The idea of using thigh meat in chicken salad is relatively unheard of – a sacrilege even. It’s a vehicle for white meat only, after all. I offer no apologies, however, when using the most flavorful part of the bird to make my Pan-Seared Peach and Chicken Salad. A seasonal fling of summer fruits – the crisp, mild sweetness of English cucumber and the fresh ripened bloom of yellow peaches seared in extra virgin – together with poached-tender dark meat chicken all slathered flagrantly in a cool, creamy, citrusy cilantro and garlic dressing can only be described in two words: New Classic.

PREP/COOK TIME: 35 Minutes
Makes 2 – 3 Servings

INGREDIENTS

1 ½ Lb – Boneless, Skinless Chicken Thighs

3 Tsp – Kosher Salt

2 Qt – Cold Water

2 Tb – Sour Cream, or Plain Yogurt

½ Cup – Mayonnaise

1 Tsp – Dijon Mustard

1 Tb – Finely Grated Garlic

1/3 Cup – Chopped, Fresh Cilantro

1 Tsp – Fresh Lime Juice

1 Whole English Cucumber

3 Scallions, Finely Chopped, Stems and Leaves

3 Small Peaches, Pitted and Quartered

1 Tb – Extra Virgin Olive Oil

THE NITTY GRITTY

In a medium saucepan, add chicken thighs and 2 Tsp salt; add water.
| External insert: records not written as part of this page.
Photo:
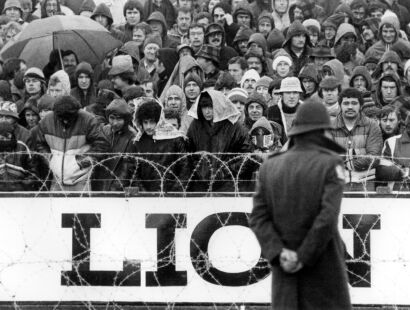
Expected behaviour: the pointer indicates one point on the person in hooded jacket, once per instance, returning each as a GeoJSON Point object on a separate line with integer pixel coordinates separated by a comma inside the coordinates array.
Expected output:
{"type": "Point", "coordinates": [111, 173]}
{"type": "Point", "coordinates": [186, 65]}
{"type": "Point", "coordinates": [280, 14]}
{"type": "Point", "coordinates": [74, 138]}
{"type": "Point", "coordinates": [175, 100]}
{"type": "Point", "coordinates": [284, 112]}
{"type": "Point", "coordinates": [19, 171]}
{"type": "Point", "coordinates": [84, 92]}
{"type": "Point", "coordinates": [215, 129]}
{"type": "Point", "coordinates": [158, 163]}
{"type": "Point", "coordinates": [102, 15]}
{"type": "Point", "coordinates": [297, 45]}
Cover and bring to a simmer at medium heat; cook for 15 minutes. Using tongs, transfer chicken to ice bath to cool for 5 – 10 minutes. Once cooled, set chicken thighs on a tray lined with paper towels to absorb watery excess. And save that poaching liquid!! It’s a great base for broths, soups and gravies.
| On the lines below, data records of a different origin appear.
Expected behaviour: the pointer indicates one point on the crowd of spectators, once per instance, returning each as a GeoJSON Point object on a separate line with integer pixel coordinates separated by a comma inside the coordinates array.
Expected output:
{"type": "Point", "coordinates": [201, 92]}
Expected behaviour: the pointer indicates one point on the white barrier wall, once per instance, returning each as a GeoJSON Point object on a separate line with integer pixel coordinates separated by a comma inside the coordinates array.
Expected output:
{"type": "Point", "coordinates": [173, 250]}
While the chicken is cooking, in a large mixing bowl, add sour cream, mayo, garlic and remaining teaspoon of salt; whisk till blended. Add in cilantro, scallions and lime juice; whisk to combine.

Lop off the smaller ends of cucumber and cut lengthwise. Holding cucumber halves in place, slice ‘rounds’ about 1/8 of an inch; add to bowl.
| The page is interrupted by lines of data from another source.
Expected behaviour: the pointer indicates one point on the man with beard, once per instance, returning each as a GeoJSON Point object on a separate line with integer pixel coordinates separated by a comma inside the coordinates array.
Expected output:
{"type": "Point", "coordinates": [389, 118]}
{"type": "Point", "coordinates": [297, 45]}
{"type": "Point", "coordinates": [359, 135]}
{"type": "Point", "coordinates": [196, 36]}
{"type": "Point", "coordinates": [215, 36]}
Roughly dice poached, cooled chicken thighs to bite-size pieces. Add to bowl along with cucumber and dressing; stir to coat. Place in fridge to chill while preparing peaches.

In a large non-stick pan, heat oil at medium high. Arrange peaches cut side down; sear for 1 – 2 minutes, or till peaches easily release from pan to flip over to other cut side. Sear for another 2 minutes. Add seared peaches and any juices released to salad; return to fridge and chill for 30 minutes to 2 hours.

Before serving, give salad one final toss to coat peaches and combine any liquids released from cucumber and peaches.